In the domain of Machine Learning (ML) there is an emerging practice called “Deep Learning”. In ML there are many new terms that one encounters such as Artificial Neural Networks, Random Forests, Support Vector Machines and Non-negative Matrix Factorization. These however usually refer to a specific kind of algorithm. Deep Learning (DL) however is not really one kind of algorithm, rather it is a whole class of algorithms that tend to exhibit similar ‘patterns’. DL systems are Artificial Neural Networks (ANN) that are constructed with multiple layers (sometimes called Multi-level Perceptrons). The idea is not entirely new, since it was first proposed back in the 1960s.. However, interest in the domain has exploded with the help of advancing hardware technology (i.e.

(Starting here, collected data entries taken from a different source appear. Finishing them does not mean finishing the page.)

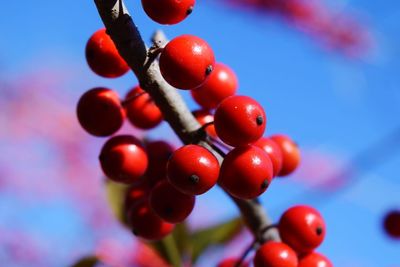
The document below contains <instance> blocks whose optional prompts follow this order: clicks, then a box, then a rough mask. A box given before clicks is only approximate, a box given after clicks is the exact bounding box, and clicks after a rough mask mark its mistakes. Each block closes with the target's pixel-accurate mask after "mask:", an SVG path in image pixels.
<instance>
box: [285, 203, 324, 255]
mask: <svg viewBox="0 0 400 267" xmlns="http://www.w3.org/2000/svg"><path fill="white" fill-rule="evenodd" d="M279 233H280V235H281V238H282V241H283V242H285V243H286V244H288V245H289V246H291V247H292V248H293V249H294V250H295V251H296V252H297V253H299V254H304V253H309V252H311V251H313V250H314V249H316V248H317V247H318V246H319V245H320V244H321V243H322V241H324V238H325V233H326V227H325V222H324V219H323V218H322V216H321V214H320V213H319V212H318V211H317V210H316V209H314V208H312V207H310V206H304V205H299V206H294V207H291V208H289V209H288V210H287V211H285V213H284V214H283V215H282V217H281V219H280V220H279Z"/></svg>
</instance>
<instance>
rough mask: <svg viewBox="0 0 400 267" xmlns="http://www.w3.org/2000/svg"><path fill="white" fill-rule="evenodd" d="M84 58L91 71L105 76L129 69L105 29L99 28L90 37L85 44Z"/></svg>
mask: <svg viewBox="0 0 400 267" xmlns="http://www.w3.org/2000/svg"><path fill="white" fill-rule="evenodd" d="M86 60H87V63H88V64H89V67H90V68H91V69H92V71H93V72H95V73H96V74H97V75H100V76H102V77H105V78H116V77H119V76H122V75H124V74H125V73H127V72H128V70H129V66H128V64H126V62H125V60H124V59H123V58H122V57H121V56H120V55H119V53H118V50H117V48H116V47H115V45H114V42H113V41H112V40H111V38H110V36H109V35H108V34H107V33H106V29H100V30H98V31H97V32H95V33H94V34H93V35H92V36H91V37H90V39H89V41H88V42H87V44H86Z"/></svg>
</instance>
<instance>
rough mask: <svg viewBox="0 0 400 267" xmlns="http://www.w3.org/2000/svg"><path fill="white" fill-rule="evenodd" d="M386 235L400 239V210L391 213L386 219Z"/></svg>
mask: <svg viewBox="0 0 400 267" xmlns="http://www.w3.org/2000/svg"><path fill="white" fill-rule="evenodd" d="M383 226H384V228H385V230H386V233H387V234H388V235H389V236H390V237H393V238H397V239H398V238H400V210H393V211H391V212H389V213H388V214H387V215H386V216H385V219H384V222H383Z"/></svg>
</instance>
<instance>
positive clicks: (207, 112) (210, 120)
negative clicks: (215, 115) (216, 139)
mask: <svg viewBox="0 0 400 267" xmlns="http://www.w3.org/2000/svg"><path fill="white" fill-rule="evenodd" d="M192 113H193V116H194V117H195V118H196V120H197V121H198V122H199V123H200V124H201V125H202V126H203V125H204V124H206V123H210V122H214V115H213V114H211V113H210V111H208V110H205V109H199V110H195V111H193V112H192ZM205 130H206V132H207V134H208V135H210V136H212V137H214V138H217V137H218V136H217V133H216V132H215V127H214V124H210V125H208V126H206V128H205Z"/></svg>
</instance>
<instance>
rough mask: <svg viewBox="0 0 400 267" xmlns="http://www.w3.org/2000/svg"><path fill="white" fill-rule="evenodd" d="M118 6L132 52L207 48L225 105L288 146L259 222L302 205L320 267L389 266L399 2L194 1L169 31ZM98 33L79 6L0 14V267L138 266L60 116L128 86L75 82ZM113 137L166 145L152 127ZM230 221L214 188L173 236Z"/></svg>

GPU). Since 2011, DL systems have been exhibiting impressive results in the field.

The confusion with DL arises when one realizes that there actually many implementations and it is not just a single kind of algorithm. There are the conventional Feed forward Networks (aka. Fully Connected Networks), Convolution Networks (ConvNet), Recurrent Neural Networks (RNN) and less used Restricted Boltzmann Machines (RBM). They all share a common trait in that these networks are constructed using a hierarchy of layers. One common pattern for example is the employment of differentiable layers, this constraint on the construction of DL systems leads to an incremental way to evolve the network into something that learns classification. There are many such patterns that have been discovered recently and it would be very useful for practitioners to have at their disposal a compilation of these patterns. In the next few weeks we will be sharing more details of this Pattern Language.

Pattern languages are an ideal vehicle for describing and understanding Deep Learning. One would like to believe the Deep Learning has a solid fundamental foundation based on advanced mathematics. Most academic research papers will conjure up high-falutin math such as path integrals, tensors, Hilbert spaces, measure theory etc. but don’t let the math distract oneself from the reality that our understanding is minimal. Mathematics you see has its inherent limitations. Physical scientists have known this for centuries. We formulate theories in such a way that the structures are mathematically convenient. The Gaussian distribution for example is prevalent not because its some magical construct that reality has gifted to us. It is prevalent because it is mathematically convenient.

Pattern languages have been leveraged in many fuzzy domains. The original pattern language revolved around the discussion of architecture (i.e. buildings and towns). There are pattern languages that focus on user interfaces, on usability, on interaction design and on software process. These all don’t have concise mathematical underpinnings yet we do extract real value from these pattern languages. In fact, the specification of a pattern language is not too far off from the creation of a new algebra in mathematics. Algebras are strictly consistent but they are purely abstract and may not need to have any connection with reality. Pattern languages are however connected with reality, however consistency rules are more relaxed. In our attempt to understand the complex world of machine learning (or learning in general) we cannot always leap frog into mathematics. The reality may be such that our current mathematics are woefully incapable of describing what is happening.